It's a bit of a tricky question, but it is possible. First, you have to normalize the unicode string into one of the 4 forms. Information on normalization is here, and a map of character examples with the different normalizations is here, and a good chart for the normalized characters is here. Essentially, normalizing just makes sure all the characters are in the same format when handling diacritics. Golang has great support for this, and most all languages should contain libraries to do this.
So for my example, convert your string to "Normalization Form D" (NFD) and utf32, so all unicode characters are their code points in 4 bytes.
All diacritic characters for the grave accent have 0x0300 next to the character. So you can do a regular expression search in ascii mode (NOT unicode mode) for ....\x00\x00\x03\x00
. From there you'd have to extract which rune location it is in. That can be done with different methods depending on which encoding you are using.

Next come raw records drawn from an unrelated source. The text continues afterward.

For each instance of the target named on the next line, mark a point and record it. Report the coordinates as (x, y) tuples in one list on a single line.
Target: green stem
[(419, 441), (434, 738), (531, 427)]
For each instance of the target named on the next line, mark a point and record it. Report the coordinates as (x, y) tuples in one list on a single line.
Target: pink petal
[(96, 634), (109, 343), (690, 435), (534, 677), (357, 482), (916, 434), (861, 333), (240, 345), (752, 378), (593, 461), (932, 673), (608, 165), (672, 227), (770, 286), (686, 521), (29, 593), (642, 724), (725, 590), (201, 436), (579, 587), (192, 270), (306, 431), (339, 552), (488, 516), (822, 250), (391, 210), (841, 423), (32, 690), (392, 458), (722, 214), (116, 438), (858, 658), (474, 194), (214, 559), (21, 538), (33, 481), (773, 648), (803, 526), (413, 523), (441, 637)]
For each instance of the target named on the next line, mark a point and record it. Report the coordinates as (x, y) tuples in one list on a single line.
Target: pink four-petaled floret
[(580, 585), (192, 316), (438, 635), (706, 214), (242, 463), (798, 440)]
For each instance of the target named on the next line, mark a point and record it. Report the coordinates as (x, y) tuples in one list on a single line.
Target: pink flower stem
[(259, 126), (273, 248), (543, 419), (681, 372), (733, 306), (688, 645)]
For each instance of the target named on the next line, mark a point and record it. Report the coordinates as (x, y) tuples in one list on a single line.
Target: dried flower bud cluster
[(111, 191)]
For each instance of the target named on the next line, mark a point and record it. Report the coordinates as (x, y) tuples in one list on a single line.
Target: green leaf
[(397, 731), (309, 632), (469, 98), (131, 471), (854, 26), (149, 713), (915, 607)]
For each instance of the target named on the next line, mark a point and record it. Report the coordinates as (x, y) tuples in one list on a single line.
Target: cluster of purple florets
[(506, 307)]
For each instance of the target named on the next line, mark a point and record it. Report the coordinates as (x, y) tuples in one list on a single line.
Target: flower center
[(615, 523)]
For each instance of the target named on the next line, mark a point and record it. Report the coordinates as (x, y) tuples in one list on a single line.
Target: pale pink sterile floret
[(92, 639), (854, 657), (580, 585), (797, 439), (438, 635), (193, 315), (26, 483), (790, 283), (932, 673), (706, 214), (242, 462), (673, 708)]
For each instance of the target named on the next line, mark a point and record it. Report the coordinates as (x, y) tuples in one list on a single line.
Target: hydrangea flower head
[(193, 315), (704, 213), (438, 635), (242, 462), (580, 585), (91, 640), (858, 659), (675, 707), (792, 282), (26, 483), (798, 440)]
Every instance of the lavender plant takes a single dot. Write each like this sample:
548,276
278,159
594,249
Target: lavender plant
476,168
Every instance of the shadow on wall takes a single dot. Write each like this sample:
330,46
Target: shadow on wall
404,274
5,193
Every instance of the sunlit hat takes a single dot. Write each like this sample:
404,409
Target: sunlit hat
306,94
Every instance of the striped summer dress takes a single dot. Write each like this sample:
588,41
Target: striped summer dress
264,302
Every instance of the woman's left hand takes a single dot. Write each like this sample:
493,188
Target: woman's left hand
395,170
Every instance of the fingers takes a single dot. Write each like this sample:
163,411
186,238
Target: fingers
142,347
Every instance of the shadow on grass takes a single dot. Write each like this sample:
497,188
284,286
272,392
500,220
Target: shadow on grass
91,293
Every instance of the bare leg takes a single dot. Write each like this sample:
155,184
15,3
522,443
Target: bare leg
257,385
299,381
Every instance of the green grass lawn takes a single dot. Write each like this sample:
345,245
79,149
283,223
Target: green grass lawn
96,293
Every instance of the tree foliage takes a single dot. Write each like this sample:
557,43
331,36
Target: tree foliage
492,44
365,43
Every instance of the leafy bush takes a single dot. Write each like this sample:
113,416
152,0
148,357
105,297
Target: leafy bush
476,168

So if you land on a division of 4, you'll know its a valid character.
Besides that, there are no official perl character groupings to do this.
Perl code as an example:
use Encode;
use Unicode::Normalize;
$StartUTF8='xàaâèaê';
$PerlEncoded=decode('utf8', $StartUTF8);
$PerlNormalized=NFD($PerlEncoded);
$UTF32Normalized=encode('utf32', $PerlNormalized);
while($UTF32Normalized =~ /(....\x00\x00\x03\x00)/gs) {
$Pos=pos($UTF32Normalized)-8;
if($Pos%4==0) {
print("$Pos\n");
}
}
But at this point, you might as well just be doing a for loop over the characters :-\
I also tried matching without needing the position test using //c, but for some reason it wouldn't work.
/^(?:....)*?(....\x00\x00\x03\x00)/gcs